The overarching pattern is that insurers are increasingly using our platform not just to evaluate individual tools but to drive end-to-end modernization initiatives.
What role does NayaOne play in aligning product and innovation teams with the demands of enterprise architecture and CTO oversight?
One of the biggest challenges we hear from enterprise architecture and technology leaders is the proliferation of “snowflakes.” Not the product Snowflake, but “snowflake” vendors, unique solutions bought by different teams that do not fit into the organization’s core architecture or data models.
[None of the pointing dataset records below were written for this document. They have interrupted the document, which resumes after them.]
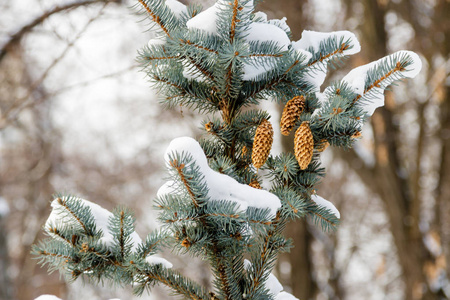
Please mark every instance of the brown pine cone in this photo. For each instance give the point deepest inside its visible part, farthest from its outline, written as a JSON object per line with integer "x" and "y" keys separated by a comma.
{"x": 255, "y": 184}
{"x": 262, "y": 143}
{"x": 303, "y": 145}
{"x": 322, "y": 146}
{"x": 291, "y": 113}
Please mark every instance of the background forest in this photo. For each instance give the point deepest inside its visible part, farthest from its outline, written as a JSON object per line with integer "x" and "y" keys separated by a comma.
{"x": 76, "y": 115}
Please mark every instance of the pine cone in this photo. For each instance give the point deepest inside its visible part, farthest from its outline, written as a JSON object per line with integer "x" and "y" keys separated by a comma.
{"x": 255, "y": 184}
{"x": 303, "y": 145}
{"x": 323, "y": 145}
{"x": 291, "y": 113}
{"x": 357, "y": 134}
{"x": 262, "y": 143}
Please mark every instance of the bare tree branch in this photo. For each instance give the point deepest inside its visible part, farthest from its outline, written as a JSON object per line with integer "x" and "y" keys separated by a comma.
{"x": 17, "y": 37}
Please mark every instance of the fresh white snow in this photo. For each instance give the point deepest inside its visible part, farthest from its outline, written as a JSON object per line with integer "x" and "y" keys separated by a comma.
{"x": 59, "y": 216}
{"x": 285, "y": 296}
{"x": 206, "y": 20}
{"x": 356, "y": 78}
{"x": 158, "y": 41}
{"x": 312, "y": 39}
{"x": 156, "y": 260}
{"x": 176, "y": 7}
{"x": 326, "y": 204}
{"x": 47, "y": 297}
{"x": 263, "y": 32}
{"x": 221, "y": 186}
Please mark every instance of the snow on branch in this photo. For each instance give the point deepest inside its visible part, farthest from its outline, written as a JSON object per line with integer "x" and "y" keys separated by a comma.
{"x": 221, "y": 186}
{"x": 369, "y": 81}
{"x": 71, "y": 212}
When product or innovation teams procure these tools in isolation, it creates massive headaches later. Vendors sit unused or go live without any guarantee of interoperability, which makes the entire technology landscape harder to govern.
NayaOne acts like a skeleton key between the exploratory energy of product teams and the structural discipline of enterprise technology groups. On one hand, we give product and innovation teams the freedom to evaluate and experiment. On the other, we give enterprise architects and risk leaders confidence that every proof of concept includes standardized KPIs, consistent requirements, and secure processes.
This combination ensures that when a vendor is ultimately selected, the organization can move quickly without creating another snowflake. Everything is measured against a common set of criteria, and everyone is aligned around a shared philosophy of how technology should be evaluated and adopted.
What key outcomes or changes does NayaOne hope to achieve over the next 6 to 12 months, and how will those shape your positioning in the insurance market?
Our biggest priority is growing the team so we can support our customers even more. We have been fortunate to have strong growth, and as more clients come onto the platform, we want to ensure we can deliver high-touch support.
Part of that expansion includes hiring more subject matter experts with deep experience in claims, underwriting, and legal functions. That expertise allows us to partner with clients side by side instead of simply handing them a sandbox and hoping for the best. Ultimately, we want clients to feel confident they have a guide as they build new capabilities, and that over time, they can start running initiatives independently within the platform.
From a product perspective, we are continuing to evolve to serve the enterprise. That means aligning more closely with CTOs and enterprise architects, supporting a wider range of cloud environments, and integrating with core systems.
A good example is our partnership with NVIDIA. NVIDIA is making big moves into software, creating blueprints insurers can use to deploy AI-powered solutions like chatbots or automated security monitoring. All of that is now accessible in our sandbox.
Another is with the cloud service providers – AWS, GCP and Azure. Each has their own marketplace of AI and agentic solutions that many of their own customers aren’t able to access because their AI tools have not been vetted and approved by their risk and security teams. Because NayaOne is an air-gapped, off-estate environment, customers can safely and securely access the CSP AI tools for testing and building.
In the big picture, our goal is to make sure we are not just keeping up with where the market is going but anticipating it. We want to be the platform insurers rely on to safely innovate at scale, not just evaluate the latest tools.